Tuberville bill would require reports on abortions at the Department of Veterans Affairs

U.S. Sen. Tommy Tuberville has introduced a bill that would require the Veterans Administration to provide quarterly reports on the number of abortions performed at VA hospitals and by affiliated providers.

The VA Abortion Transparency Act of 2024 would also require statistics on whether the procedure was surgical or conducted with medication, at what week it took place, and the total expenditures on abortions.

Alabama’s senior senator said, in a statement to Fox News Digital, that the VA is prohibited from providing abortion services by the Veterans Health Care Act of 1992.

“For the Biden administration to twist the law into something other than what Congress intended and force the cost on the taxpayer is a disgrace,” Tuberville said in the statement. “Our veterans deserve a VA that is 100% focused on ensuring they receive timely and quality care, not on implementing Joe Biden’s abortion-on-demand agenda.”

The 1992 law allows general reproductive health care but excludes abortions, with exceptions.
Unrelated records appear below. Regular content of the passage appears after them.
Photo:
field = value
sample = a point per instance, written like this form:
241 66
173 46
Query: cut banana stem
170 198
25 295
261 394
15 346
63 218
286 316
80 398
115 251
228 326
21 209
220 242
Under the VA policy, a veteran or covered dependent is eligible for an abortion if the pregnancy is the result of rape or incest, or their life or health is at risk.

Sens. Marsha Blackburn, R-Tenn., Roger Marshall, R-Kan., and John Cornyn, R-Texas, are co-sponsoring the bill.

The VA began offering abortions for the first time in September 2022 following the Supreme Court’s Dobbs v. Jackson Women’s Health Organization ruling, according to Military.com.

According to the VA, of the 88 abortions the VA provided through Sept. 30, 2023, 60 were medication abortions and 28 were surgical. Nine were because the life of the mother was endangered, and 15 were because the pregnancy was the result of rape. The remaining 64 were because the pregnancy threatened the mother’s health.

Tuberville last year held up hundreds of military promotions for months in a failed attempt to get the Pentagon to rescind a policy allowing service members to be reimbursed for travel if they or a family member had to go out of state for reproductive health care. He ultimately withdrew all of his holds in December.

According to Pentagon, that policy was used just 12 times from June to December of last year.